# New To Out Backers



## g chandler (Jun 13, 2010)

Hi were new and on the profile it had only male or female. no couples.?whats with that do you have to be single? were from southern Mo. any people close we would love to here from.


----------



## Nathan (Jan 2, 2007)

g chandler said:


> Hi were new and on the profile it had only male or female. no couples.?whats with that do you have to be single? were from southern Mo. any people close we would love to here from.


If you are both going to be posting a lot, you might want to sign up for a second account just to avoid confusion. A lot of couples share the ID though and post as needed.

By the way, Welcome to Outbackers!!!


----------



## DLAS268ers (Mar 27, 2010)

Good morning and welcome! We just left our gender blank.


----------



## Oregon_Camper (Sep 13, 2004)

LOL..

Get two accounts and then you can talk to each other via Outbackers.com. We do have one couple in Washington, that does that more often then they will admit.


----------



## ORvagabond (Apr 17, 2009)

WELCOME to OUTBACKERS!!!!


----------



## wolfwood (Sep 19, 2005)




----------



## g chandler (Jun 13, 2010)

DLAS268ers said:


> Good morning and welcome!
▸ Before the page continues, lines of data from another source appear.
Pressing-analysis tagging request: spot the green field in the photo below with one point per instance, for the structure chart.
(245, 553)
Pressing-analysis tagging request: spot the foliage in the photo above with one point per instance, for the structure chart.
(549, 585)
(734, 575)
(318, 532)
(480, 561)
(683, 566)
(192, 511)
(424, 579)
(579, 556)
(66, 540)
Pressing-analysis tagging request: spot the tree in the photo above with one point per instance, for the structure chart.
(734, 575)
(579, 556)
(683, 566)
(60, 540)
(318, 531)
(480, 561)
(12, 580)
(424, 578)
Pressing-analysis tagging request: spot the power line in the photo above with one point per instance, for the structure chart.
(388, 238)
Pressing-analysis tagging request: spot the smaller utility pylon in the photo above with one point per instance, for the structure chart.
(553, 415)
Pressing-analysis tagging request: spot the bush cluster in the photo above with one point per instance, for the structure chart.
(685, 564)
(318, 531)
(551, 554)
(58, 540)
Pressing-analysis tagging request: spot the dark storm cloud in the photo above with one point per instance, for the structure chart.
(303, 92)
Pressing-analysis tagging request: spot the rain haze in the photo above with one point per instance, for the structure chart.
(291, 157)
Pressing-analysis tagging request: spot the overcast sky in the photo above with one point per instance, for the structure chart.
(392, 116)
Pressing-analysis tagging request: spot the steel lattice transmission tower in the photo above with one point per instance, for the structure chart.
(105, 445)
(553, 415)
We just left our gender blank.


hi


----------



## Up State NY Camper (Apr 7, 2010)

Your going to love it here!


----------



## gzaleski (Aug 29, 2009)

WELCOME to OUTBACKERS!!!!


----------



## mswalt (Sep 14, 2004)

g chandler said:


> Hi were new and on the profile it had only male or female. no couples.?whats with that do you have to be single? were from southern Mo. any people close we would love to here from.


Glad to have you with us. We'll be heading your way in a couple of weeks. Heading to Branson in Late June.

Mark


----------



## Doxie-Doglover-Too (Jan 25, 2007)

Get two accounts and then you can talk to each other via Outbackers.com. We do have one couple in Washington, that does that more often then they will admit.








[/quote]

Hmmmm.... are they Ducks or Beaver Fans?


----------



## Doxie-Doglover-Too (Jan 25, 2007)




----------



## rdvholtwood (Sep 18, 2008)

Welcome to Outbackers!!

Our account is a 2 in 1 account "r" "d" for Rick and Donna, but, I mainly use the account. However, as may have been mentioned, if you are going to post a lot then it may be better to have separate accounts.

Whatever you decide welcome!!!


----------